Federal Realty Investment Trust

April 19, 2005

Page 2

 

  6. resolutions of the Board of Trustees of the Company (the “Resolutions”), as certified to us by the Executive Vice President, General Counsel and Secretary of the Company as being complete, accurate and in effect as of the date hereof;

 

  7. a certificate of the Secretary of the Company dated as of the date hereof; and

 

  8. such other documents, corporate records, certificates of public officials and other instruments as we have deemed necessary for the purposes of rendering this opinion.

 

In our examination of the aforesaid documents, we have assumed the legal capacity of all natural persons, the authority of all entities other than the Company, the genuineness of all signatures, the completeness and authenticity of all documents submitted to us as originals, and the conformity to original documents of all documents submitted to us as certified, telecopied, photostatic or reproduced copies.

 

Based upon, subject to and limited by the foregoing, we are of the opinion that the Shares have been validly issued by the Company, and are fully paid and nonassessable.

 

This opinion is limited to the laws of the United States and, except as provided below, the laws of the State of Maryland. Our opinion is rendered only with respect to the laws and the rules, regulations and orders thereunder that are currently in effect. We assume no obligation to advise you of any changes in the foregoing subsequent to the delivery of this opinion. We express no opinion as to compliance with any state securities laws, including the securities laws of the State of Maryland.
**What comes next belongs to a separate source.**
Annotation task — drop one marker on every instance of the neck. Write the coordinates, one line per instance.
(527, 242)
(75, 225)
This opinion has been prepared for your use in connection with the filing of the Registration Statement.

 

We hereby consent to the filing of this opinion as an exhibit to the Registration Statement and to the use of our name in the Prospectus under the caption “Legal Matters.” The giving of this consent, however, does not constitute an admission that we are “experts” within the meaning of Section 11 of the Act or within the category of persons whose consent is required by Section 7 of the Act.